而且非要自己開|車,讓我坐副駕駛。我問為什麼,他也不解釋。
行吧,他幫了我們這麼大忙,我又才誤會他,就順著他點。
“你今天勞苦功高,全世界都哄著你。”我說。他嘴角彎彎。
沒進市區時,他停在一家叫“森林倒影”的餐廳前面。餐廳原本也裝修高階,只是現在窗玻璃碎掉了,招牌也歪了,裡面有一些人在忙碌。
“陪我吃晚餐。”他說。
才下午四點,中午沒吃飯,我也確實餓了。
“為了感謝,這頓我請你吧。”我說。
“不,你今天要陪我,”他固執道,“直到我送你回家之前的這幾個小時,你是屬於我的。”

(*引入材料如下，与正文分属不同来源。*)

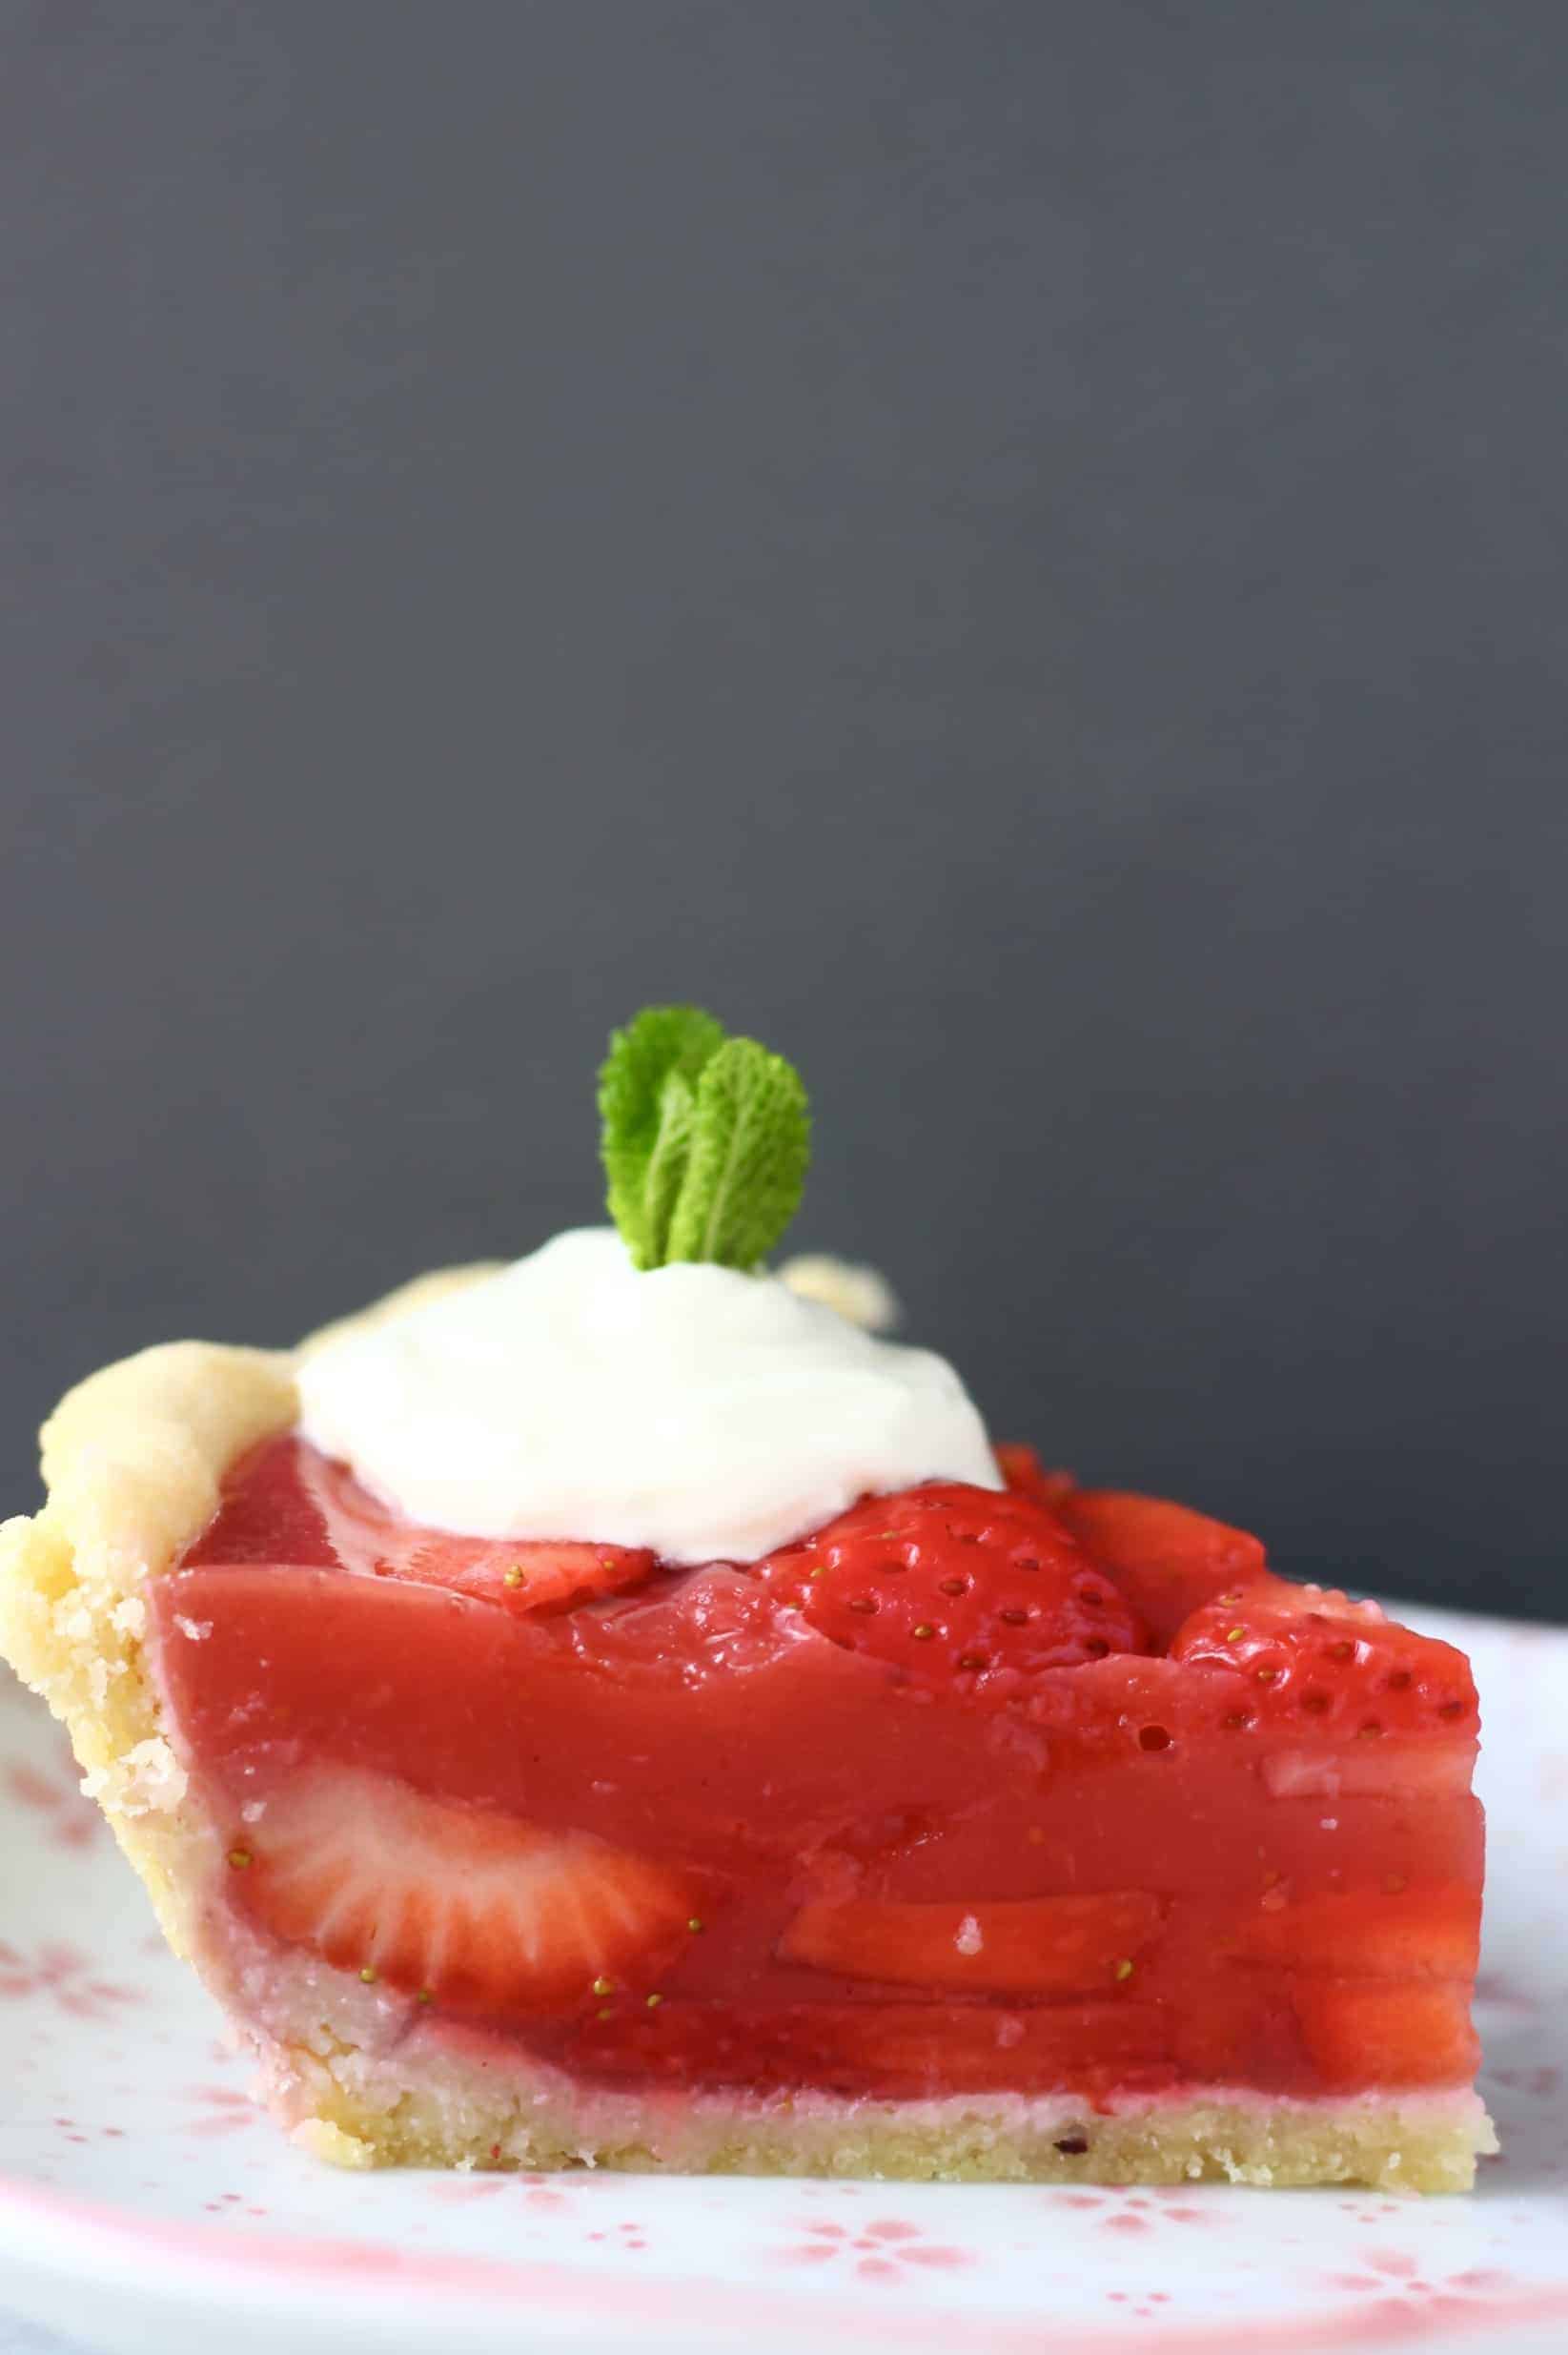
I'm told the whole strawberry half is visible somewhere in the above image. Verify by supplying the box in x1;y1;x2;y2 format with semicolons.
768;1482;1151;1698
1171;1576;1479;1739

這話讓我皺起了眉頭,他苦笑解釋道:“你知道我沒有別的意思。”說著把手臂伸到我面前,我不想再糾纏他的用詞,只把手指輕輕搭在他臂彎。
進了餐廳裡,才發現裡面忙碌的人是在收拾東西準備離開。一個四十多歲的苗條女人迎上來:“對不起舍倫堡先生,我們今天已經不做生意了。”
“沒關系。”我趕緊說。
舍倫堡看我聽到飯店“不做生意”如釋重負的樣子,神色不悅。
“我知道您最近喜歡我們這裡的菜,經常光顧。但現在局勢如此,我們也不得不關門逃難去了。”
“遺憾。”舍倫堡低聲道。
“沒辦法,”老闆娘默了一會,“我丈夫最近也被徵兵去了人民沖鋒隊,幾個女招待也離開了柏林。我帶著一個侄女和一個小兒子,實在支撐不下去。”
舍倫堡點了點頭,放下一百帝國馬克。已經出了門,老闆娘硬是用紙盒託著,給我塞了兩塊她說是自己烤的熱熱的蘋果餡餅。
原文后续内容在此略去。